|Hopkins, Karl - OREGON STATE UNIVERSITY|
Submitted to: Society of Range Management
Publication Type: Abstract Only
Publication Acceptance Date: January 1, 2005
Publication Date: February 1, 2005
Citation: Boyd, C.S., Hopkins, K., Svejcar, A.J. 2005. A photo-based monitoring technique for willow communties. [abstract] Society of Range Management. Paper No. 35. Technical Abstract: Willow (Salix spp.) and associated riparian shrubs are ecologically important in many riparian ecosystems. However, quantifying abundance and relative change in woody plants has proven difficult for reasons such as variability in measurement between observers and difficulties in developing standardized techniques. The objective of this study was to evaluate the variability associated with collection and analysis of field data for a photo-based monitoring technique for willow communities. To evaluate variation in data collection, we photographed 5 willow clumps, 10 times each and compared estimates within clump. This was assumed to mimic variability associated with repeat monitoring of a given clump over time.
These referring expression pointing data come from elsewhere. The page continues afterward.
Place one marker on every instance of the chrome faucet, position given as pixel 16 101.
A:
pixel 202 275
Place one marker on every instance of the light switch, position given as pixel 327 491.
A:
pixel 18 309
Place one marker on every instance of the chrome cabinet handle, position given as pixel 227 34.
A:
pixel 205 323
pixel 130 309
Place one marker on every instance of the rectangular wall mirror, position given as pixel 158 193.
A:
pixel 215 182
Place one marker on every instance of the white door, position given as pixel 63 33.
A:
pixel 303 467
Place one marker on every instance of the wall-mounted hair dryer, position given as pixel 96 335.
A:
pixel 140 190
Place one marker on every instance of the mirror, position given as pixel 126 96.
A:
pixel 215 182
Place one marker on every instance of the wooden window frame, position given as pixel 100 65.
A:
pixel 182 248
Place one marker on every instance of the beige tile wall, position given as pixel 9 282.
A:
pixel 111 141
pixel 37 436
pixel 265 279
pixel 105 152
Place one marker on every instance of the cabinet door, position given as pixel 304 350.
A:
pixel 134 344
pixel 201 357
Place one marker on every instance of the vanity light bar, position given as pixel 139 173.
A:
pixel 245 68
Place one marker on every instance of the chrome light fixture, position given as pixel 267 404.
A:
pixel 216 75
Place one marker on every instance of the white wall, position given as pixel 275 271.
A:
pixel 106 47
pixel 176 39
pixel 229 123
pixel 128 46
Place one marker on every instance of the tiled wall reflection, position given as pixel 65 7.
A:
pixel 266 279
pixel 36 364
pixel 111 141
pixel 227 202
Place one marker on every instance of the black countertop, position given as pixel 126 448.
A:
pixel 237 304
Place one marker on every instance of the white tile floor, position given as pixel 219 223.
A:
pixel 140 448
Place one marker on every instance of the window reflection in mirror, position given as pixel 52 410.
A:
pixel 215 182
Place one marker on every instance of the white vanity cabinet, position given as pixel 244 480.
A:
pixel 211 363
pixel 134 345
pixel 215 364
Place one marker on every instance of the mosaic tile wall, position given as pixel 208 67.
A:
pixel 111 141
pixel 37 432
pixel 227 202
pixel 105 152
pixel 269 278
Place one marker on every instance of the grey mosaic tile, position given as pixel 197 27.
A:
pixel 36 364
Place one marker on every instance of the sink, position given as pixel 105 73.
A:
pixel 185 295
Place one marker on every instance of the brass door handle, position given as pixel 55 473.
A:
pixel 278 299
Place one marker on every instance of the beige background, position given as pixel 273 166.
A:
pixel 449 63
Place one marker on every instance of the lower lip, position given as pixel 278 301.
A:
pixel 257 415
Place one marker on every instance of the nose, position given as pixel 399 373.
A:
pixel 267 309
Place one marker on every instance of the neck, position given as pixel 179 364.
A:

We used pin flags set at known distances apart to provide scale references in photographs and flag and camera locations were marked. We removed, and replaced, cameras and flags between successive photographs. We spatially rectified scanned images using digital imaging software and determined the 2-dimensional area of willow clumps by digitizing clump boundaries. To determine variability associated with image analysis, 6 observers were asked to determine willow clump area on a series of 5 images and results were compared across observers. Sampling error for each clump was calculated by dividing root mean square error by the mean value. Results indicate that field data collection produced minimal variability; sampling error averaged 1.82% across willow clumps. Sampling error between observers averaged 1.63% across clumps, and was <3% for all clumps. These results indicate our technique produces reliable estimates of willow abundance, while minimizing observer variability.